She promises more research than that. Thing is, what is an apple for?
Benvoulin, the Best-Tasting Apple
I discovered this beauty in 1981, by chance, or was it out of love? But she’s not crisp. Erin would hate her.
Why, to eat, to enjoy, to make into a pie, to make apple sauce with, to do all kinds of things, even to dream of a new future, even to delight in unexpected flavours and textures on the tongue. This is the fruit our horticultural ancestors have carried out of the wild apple orchards, cultivated by bears and wild boars in the mountains of Khazakstan, over 7,000 years ago. The mixture of 35 different species, selected for sweetness by bears, boars, horses and humans on the long journey from the ice age and over the Silk Road to Persia, the apple represents a huge swathe of our indigenous cultural inheritance. All of that, all the history, poetry, beauty, sensuousness and excitement, is now going to be reduced to a crisp apple that stands up in storage and can be marketed as a designer article overseas, using our precious, limited water resources.

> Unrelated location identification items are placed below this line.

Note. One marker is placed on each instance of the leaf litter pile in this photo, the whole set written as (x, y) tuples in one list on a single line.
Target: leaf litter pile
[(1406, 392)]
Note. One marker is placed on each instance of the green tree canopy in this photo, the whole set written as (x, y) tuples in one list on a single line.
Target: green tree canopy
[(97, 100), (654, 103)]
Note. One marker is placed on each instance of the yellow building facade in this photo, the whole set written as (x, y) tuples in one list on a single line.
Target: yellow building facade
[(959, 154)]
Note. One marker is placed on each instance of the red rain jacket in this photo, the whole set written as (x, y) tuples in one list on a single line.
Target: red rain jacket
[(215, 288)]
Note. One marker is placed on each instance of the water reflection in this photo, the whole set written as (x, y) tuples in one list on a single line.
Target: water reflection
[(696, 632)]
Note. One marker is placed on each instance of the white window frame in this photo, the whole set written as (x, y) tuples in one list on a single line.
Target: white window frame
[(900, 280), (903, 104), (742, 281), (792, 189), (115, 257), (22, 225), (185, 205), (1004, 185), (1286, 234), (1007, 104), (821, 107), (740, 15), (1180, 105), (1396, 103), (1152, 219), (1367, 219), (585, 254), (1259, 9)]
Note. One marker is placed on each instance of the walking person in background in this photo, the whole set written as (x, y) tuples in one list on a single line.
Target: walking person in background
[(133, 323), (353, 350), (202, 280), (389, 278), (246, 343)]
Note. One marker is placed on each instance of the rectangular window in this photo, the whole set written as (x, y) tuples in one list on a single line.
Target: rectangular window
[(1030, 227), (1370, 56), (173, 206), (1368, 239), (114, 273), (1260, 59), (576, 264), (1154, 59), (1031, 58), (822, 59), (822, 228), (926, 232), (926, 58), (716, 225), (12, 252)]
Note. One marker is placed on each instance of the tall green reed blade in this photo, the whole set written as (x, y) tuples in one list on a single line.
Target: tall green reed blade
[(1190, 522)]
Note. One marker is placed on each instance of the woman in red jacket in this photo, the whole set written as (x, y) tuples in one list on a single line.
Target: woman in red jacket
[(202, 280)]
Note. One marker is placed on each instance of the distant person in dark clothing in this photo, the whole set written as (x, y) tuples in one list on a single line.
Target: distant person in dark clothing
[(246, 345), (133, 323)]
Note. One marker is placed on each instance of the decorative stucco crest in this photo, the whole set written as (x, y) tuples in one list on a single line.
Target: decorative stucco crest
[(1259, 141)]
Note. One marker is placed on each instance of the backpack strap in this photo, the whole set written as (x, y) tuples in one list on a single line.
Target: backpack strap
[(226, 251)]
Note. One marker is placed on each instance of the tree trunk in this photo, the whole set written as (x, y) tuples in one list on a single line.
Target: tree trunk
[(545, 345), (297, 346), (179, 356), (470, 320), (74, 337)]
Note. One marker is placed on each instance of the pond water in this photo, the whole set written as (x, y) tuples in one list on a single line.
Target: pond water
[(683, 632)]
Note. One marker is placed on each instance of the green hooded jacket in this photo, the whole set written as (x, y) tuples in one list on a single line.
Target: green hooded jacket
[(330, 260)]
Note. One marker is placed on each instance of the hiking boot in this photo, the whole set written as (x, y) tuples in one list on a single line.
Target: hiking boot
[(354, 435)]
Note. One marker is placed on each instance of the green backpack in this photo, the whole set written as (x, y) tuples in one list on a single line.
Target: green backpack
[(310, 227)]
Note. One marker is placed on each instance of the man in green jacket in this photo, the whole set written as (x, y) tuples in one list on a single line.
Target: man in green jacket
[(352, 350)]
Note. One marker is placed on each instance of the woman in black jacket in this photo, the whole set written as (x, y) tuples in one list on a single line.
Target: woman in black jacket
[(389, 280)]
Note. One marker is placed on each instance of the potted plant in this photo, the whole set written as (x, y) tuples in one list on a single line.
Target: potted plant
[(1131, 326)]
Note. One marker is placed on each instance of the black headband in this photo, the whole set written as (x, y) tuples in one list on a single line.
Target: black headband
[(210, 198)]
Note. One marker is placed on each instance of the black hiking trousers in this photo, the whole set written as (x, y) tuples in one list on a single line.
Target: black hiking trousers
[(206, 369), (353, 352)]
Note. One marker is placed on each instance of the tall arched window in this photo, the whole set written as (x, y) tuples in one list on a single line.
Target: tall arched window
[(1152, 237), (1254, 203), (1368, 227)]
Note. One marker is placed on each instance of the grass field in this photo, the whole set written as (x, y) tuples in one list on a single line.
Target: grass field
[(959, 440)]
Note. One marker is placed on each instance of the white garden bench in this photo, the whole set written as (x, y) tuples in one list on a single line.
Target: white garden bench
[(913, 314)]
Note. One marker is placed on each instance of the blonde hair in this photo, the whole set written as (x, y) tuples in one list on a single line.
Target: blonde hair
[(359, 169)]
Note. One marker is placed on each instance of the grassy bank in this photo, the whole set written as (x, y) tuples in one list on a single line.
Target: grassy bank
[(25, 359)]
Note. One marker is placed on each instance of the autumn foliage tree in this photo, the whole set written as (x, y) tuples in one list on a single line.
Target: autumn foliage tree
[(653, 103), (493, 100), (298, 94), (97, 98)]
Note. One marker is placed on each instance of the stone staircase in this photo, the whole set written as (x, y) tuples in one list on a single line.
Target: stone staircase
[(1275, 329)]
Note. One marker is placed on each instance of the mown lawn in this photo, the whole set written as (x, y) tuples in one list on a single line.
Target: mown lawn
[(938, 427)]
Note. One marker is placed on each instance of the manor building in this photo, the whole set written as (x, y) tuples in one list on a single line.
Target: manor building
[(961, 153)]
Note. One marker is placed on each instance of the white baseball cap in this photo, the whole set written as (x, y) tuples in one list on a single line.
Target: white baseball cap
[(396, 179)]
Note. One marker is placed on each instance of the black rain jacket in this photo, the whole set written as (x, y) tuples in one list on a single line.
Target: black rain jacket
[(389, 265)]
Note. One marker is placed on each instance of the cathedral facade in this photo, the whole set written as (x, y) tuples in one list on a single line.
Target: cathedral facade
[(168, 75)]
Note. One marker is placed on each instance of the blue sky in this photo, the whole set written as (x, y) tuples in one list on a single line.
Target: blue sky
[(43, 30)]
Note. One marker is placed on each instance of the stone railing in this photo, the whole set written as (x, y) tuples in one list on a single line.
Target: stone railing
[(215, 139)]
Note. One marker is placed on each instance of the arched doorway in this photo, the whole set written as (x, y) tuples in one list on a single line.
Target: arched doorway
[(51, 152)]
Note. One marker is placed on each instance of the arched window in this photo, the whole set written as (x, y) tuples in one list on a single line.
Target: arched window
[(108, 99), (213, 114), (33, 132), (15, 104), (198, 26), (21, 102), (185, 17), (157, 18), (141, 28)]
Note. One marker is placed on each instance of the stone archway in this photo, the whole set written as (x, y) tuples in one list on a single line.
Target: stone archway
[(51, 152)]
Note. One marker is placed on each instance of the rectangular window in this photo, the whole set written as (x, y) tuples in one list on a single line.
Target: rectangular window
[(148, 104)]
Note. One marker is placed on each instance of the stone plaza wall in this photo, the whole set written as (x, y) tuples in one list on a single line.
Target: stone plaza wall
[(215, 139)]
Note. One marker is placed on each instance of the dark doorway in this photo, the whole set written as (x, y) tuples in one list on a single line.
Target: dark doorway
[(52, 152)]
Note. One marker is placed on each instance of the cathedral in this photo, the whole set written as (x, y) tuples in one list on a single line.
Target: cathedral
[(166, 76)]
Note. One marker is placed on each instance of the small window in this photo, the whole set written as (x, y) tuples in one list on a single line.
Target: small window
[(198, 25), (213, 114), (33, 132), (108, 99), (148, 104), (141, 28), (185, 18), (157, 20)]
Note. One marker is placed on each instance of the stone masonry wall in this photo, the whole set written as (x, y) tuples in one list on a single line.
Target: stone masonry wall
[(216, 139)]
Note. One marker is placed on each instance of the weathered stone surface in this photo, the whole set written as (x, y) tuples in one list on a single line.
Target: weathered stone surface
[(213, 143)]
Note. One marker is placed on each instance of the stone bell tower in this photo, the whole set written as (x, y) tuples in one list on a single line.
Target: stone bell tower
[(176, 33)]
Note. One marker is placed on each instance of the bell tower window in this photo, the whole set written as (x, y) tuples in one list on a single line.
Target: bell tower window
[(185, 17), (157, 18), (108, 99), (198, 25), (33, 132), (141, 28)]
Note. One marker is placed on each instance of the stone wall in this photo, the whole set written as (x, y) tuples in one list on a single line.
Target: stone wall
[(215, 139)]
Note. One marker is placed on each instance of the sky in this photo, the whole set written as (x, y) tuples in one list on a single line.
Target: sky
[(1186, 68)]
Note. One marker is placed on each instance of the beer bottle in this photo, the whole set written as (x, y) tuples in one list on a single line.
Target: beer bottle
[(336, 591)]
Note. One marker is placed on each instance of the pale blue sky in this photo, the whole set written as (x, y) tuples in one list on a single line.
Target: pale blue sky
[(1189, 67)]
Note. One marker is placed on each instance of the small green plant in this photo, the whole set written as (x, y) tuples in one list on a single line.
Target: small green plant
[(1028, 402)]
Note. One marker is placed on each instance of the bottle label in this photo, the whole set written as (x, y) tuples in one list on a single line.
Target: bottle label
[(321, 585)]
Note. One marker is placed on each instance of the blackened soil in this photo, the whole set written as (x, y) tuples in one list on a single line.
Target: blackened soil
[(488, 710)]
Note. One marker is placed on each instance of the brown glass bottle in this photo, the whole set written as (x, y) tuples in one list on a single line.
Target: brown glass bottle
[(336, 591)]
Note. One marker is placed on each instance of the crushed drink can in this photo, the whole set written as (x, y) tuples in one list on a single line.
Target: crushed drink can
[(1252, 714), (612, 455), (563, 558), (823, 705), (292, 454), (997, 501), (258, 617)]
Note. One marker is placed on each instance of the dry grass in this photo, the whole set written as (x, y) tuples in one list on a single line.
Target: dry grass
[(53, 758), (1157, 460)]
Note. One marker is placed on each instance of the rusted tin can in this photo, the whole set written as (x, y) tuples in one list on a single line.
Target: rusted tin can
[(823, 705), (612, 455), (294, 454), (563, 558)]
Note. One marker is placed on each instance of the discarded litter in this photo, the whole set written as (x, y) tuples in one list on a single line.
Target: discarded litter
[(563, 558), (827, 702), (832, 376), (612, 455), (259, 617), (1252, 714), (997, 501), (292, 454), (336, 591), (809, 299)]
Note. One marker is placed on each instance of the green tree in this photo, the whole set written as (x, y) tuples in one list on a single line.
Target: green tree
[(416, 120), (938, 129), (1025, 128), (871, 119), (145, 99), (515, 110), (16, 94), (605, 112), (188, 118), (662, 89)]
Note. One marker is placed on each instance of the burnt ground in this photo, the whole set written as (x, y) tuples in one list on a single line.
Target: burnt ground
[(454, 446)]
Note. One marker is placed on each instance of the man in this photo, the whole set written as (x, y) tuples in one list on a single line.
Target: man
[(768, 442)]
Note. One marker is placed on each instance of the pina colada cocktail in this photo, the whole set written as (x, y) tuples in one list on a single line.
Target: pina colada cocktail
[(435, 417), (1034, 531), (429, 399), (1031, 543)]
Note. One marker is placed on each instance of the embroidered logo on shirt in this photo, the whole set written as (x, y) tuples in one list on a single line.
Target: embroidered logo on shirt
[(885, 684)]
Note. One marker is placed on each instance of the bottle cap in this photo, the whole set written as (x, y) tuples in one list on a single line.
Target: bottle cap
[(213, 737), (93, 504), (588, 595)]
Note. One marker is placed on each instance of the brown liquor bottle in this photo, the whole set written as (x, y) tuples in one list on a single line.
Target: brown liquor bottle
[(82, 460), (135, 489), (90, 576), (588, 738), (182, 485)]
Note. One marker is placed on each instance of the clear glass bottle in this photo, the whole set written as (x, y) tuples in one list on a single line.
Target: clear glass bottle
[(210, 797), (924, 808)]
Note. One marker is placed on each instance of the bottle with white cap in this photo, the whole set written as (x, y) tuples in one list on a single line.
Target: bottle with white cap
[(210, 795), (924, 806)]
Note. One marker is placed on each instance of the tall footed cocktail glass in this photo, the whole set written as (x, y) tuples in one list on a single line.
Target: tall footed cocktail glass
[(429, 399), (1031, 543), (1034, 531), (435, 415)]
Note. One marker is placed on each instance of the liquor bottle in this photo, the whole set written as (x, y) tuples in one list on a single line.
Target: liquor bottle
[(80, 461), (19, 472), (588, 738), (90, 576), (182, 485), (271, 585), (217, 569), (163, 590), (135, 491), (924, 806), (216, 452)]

As one of the people involved in the chance discovery of the Ambrosia apple, and the guy who used his poetic insight to create an apple tasting evening and put a few in his pocket on the way, I know what this is. This is theft. And here’s a primary rule of the new Canada many of us are trying to help come Ito the world: Indigenous and ancestral history is not for sale, and anyone who takes poetry out of the oldest art, agriculture, should be asked, politely at first, to stop. Erin, stop this. Join the future. We could use you.